A Tale of Tails: Photon Rates and Flow in Ultra-Relativistic Heavy Ion Collisions
Larry McLerran, Bjoern Schenke

TL;DR
This paper explores how high-energy tails in quark and gluon distributions, modeled by Tsallis functions, can enhance photon production and delay emission times in ultra-relativistic heavy ion collisions, potentially explaining experimental observations.
Contribution
It introduces a phenomenological model with Tsallis distributions to account for high-energy tails in parton spectra, affecting photon emission rates and timing.
Findings
High-energy tails increase photon production rates.
Delayed photon emission times align with experimental flow patterns.
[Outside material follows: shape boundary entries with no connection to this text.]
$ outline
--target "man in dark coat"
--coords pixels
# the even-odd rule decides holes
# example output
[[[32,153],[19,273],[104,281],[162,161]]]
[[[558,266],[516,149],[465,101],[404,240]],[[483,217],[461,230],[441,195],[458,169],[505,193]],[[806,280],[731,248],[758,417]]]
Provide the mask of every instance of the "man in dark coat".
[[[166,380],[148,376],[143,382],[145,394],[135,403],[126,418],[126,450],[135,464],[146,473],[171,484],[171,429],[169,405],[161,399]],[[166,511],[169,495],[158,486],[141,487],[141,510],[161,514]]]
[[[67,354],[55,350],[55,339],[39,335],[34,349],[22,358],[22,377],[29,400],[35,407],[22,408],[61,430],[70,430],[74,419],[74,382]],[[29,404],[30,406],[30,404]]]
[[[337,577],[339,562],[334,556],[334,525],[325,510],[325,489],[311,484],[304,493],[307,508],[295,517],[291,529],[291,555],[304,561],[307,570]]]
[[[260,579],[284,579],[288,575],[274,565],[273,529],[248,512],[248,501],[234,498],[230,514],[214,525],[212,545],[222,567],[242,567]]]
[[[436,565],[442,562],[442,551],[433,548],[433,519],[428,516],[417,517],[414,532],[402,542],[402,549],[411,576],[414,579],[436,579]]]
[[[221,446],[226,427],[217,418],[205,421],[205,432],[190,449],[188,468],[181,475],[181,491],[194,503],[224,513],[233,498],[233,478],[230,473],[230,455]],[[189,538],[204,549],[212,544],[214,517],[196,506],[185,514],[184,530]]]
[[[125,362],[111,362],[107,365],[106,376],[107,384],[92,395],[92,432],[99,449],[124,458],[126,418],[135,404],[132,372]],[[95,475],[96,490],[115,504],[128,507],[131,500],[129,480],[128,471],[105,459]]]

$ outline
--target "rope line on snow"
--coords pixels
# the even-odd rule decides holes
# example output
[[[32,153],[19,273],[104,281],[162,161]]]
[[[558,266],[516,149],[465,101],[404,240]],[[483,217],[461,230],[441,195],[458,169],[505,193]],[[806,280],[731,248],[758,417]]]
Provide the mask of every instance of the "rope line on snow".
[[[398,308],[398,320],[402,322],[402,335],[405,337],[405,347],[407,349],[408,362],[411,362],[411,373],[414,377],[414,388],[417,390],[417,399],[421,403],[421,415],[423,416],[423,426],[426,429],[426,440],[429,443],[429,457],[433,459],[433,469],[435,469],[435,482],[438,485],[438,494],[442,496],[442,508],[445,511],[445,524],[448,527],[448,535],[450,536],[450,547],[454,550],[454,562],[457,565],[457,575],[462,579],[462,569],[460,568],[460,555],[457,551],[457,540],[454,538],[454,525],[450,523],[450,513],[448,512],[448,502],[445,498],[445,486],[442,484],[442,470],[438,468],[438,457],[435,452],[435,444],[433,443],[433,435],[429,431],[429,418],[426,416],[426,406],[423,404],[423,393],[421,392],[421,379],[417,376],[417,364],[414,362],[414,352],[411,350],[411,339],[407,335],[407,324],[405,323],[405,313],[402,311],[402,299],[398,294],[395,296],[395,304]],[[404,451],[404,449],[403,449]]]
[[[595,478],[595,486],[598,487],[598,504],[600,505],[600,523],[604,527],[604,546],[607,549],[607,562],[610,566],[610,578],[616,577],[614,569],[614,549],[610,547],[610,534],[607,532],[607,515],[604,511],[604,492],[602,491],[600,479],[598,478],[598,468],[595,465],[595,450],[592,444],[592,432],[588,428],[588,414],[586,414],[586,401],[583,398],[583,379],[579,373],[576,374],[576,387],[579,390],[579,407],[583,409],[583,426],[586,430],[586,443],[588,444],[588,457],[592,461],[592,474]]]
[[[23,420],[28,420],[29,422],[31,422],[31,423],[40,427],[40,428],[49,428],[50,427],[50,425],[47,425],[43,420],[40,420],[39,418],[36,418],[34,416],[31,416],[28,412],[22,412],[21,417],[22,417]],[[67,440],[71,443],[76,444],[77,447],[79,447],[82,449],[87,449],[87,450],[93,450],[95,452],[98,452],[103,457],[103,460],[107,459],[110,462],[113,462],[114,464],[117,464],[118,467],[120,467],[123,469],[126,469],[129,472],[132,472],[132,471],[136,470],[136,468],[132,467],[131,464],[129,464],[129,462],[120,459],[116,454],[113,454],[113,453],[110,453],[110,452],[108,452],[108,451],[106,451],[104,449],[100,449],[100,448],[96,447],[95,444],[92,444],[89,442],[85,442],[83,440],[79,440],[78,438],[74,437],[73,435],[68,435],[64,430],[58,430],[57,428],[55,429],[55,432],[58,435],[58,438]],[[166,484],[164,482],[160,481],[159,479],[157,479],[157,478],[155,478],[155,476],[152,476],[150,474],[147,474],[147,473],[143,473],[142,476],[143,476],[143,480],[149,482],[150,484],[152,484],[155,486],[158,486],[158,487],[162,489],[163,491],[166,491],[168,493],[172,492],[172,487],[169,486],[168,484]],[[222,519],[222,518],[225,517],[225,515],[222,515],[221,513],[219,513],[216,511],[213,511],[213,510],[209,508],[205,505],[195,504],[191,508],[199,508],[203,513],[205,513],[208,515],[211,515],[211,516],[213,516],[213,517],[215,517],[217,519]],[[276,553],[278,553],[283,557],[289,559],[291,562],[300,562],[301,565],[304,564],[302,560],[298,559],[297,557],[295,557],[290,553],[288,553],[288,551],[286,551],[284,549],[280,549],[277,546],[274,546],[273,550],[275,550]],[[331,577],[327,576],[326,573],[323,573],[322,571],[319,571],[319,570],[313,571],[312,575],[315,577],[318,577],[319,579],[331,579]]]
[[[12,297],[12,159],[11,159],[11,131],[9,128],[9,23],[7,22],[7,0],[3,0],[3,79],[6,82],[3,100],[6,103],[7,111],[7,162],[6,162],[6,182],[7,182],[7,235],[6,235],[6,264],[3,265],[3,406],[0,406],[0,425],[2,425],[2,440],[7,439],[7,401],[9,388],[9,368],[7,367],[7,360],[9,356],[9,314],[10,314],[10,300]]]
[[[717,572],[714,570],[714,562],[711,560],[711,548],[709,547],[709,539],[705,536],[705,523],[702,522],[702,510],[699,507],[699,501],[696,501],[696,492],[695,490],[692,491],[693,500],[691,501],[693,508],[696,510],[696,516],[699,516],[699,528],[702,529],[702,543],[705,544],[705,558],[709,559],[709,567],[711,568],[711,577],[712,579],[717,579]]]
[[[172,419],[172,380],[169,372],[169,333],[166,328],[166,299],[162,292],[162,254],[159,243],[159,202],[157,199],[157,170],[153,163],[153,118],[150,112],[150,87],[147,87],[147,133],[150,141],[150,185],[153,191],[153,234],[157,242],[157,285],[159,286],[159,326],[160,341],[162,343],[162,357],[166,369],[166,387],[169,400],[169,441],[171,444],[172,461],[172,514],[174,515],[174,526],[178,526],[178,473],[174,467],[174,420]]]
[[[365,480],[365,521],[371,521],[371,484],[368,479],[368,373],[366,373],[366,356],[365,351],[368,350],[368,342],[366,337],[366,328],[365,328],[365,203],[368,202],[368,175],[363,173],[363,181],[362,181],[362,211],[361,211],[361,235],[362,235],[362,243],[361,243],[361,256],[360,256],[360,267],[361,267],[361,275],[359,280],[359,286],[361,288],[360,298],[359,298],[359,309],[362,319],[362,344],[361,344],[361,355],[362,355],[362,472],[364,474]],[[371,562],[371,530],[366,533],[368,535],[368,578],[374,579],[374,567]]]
Model explains observed photon yields in LHC and RHIC.
Abstract
We consider the possibility that quark and gluon distributions in the medium created in high energy heavy ion collisions may be modified by a power law tail at energies much higher than the temperature. We parametrize such a tail by Tsallis distributions with an exponent motivated by phenomenology. These distributions are characterized by an effective temperature scale that we assume to evolve in time like the temperature for thermal distributions. We find that including such a tail increases the rates for photon production and significantly delays the emission times for photons of a fixed energy. We argue that these effects are sufficiently large that they should be able to account for photon yields and flow patterns seen in LHC and RHIC experiments.